8.04.2012

CINTA MATI

2011/06/03

Suatu pagi yang nyaman. Embun berlum berlalu sementara mentari mulai tersenyum. Nyanyian burung di kampung memang alunkan mesra semesta. Seperti kepada embun, terik mentari menguapkan sadar hingga lupa pijakan, sedikit jengkel, hilanglah nalar hingga terkapar. 

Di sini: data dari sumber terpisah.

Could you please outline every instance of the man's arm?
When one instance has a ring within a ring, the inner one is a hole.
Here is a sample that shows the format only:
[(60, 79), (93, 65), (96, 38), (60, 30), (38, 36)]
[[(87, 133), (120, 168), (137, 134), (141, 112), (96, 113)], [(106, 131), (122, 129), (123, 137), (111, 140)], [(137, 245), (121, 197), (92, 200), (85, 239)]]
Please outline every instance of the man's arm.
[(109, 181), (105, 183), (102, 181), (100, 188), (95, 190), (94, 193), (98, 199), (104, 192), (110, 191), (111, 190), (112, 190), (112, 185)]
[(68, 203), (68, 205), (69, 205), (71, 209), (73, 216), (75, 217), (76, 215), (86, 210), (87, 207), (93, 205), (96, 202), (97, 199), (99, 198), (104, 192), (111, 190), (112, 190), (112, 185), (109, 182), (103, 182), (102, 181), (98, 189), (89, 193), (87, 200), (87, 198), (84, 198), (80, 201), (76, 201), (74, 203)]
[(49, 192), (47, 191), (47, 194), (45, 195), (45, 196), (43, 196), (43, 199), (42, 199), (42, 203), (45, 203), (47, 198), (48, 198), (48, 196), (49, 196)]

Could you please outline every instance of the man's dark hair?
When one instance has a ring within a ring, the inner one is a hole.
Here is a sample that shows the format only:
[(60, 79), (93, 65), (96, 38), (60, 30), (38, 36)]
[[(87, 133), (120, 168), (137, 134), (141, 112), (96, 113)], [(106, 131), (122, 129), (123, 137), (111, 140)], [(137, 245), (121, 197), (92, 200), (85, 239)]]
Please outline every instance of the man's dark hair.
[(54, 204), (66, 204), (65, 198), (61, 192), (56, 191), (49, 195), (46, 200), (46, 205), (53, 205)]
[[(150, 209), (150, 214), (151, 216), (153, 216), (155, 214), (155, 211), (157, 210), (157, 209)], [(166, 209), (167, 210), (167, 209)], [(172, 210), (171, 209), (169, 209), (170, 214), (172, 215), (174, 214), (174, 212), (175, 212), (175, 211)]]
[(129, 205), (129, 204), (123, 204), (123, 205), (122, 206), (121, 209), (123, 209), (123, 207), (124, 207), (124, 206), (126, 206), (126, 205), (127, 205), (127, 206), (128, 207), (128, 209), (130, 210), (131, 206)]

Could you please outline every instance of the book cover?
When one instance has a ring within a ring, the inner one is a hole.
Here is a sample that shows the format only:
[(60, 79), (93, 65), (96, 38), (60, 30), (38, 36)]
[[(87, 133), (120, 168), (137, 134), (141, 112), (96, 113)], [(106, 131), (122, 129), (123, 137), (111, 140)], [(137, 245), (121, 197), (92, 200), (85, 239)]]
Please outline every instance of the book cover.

Seperti harapannya, seorang lelaki menjual HP dan Radio butunya, kemudian membli cincin perak untuk kekasihnya. Dengan ia hendak melamar kekasih pujaan, sebagaimana rencana mereka. Tapi, di rumah sang kekasih tidak ada siapa-siapa. Ia menuju stasiun untuk bertemu kawan setianya.

Kata kasar meluah disebuah warung di stasiun di kampung tetangga. “…iblis…hianat….” Tamparan keras di pipi mungil yang biasa ia tatap dengan rasa cinta dan tanpa sentuhan.

Kemudian ia pergi menyusuri stasiun. “maaf, Mak, Bah, Dik….”

Teriakkan dan jeritan ngeri dari penghuni stasiun bercampur dengan teriak maaf pertanda sesal sang kekasih, jauh sebelum rencana peminangan mereka buat. Kemudian, mati. Jaring Kasih antara hati bukan lagi putus, tetapi hilang terbang bersama asap, terbakar panas, seperti mentari meluapkan embun ketika pagi.
Cincin perak hilang, pergi bersama pembeli yang mati!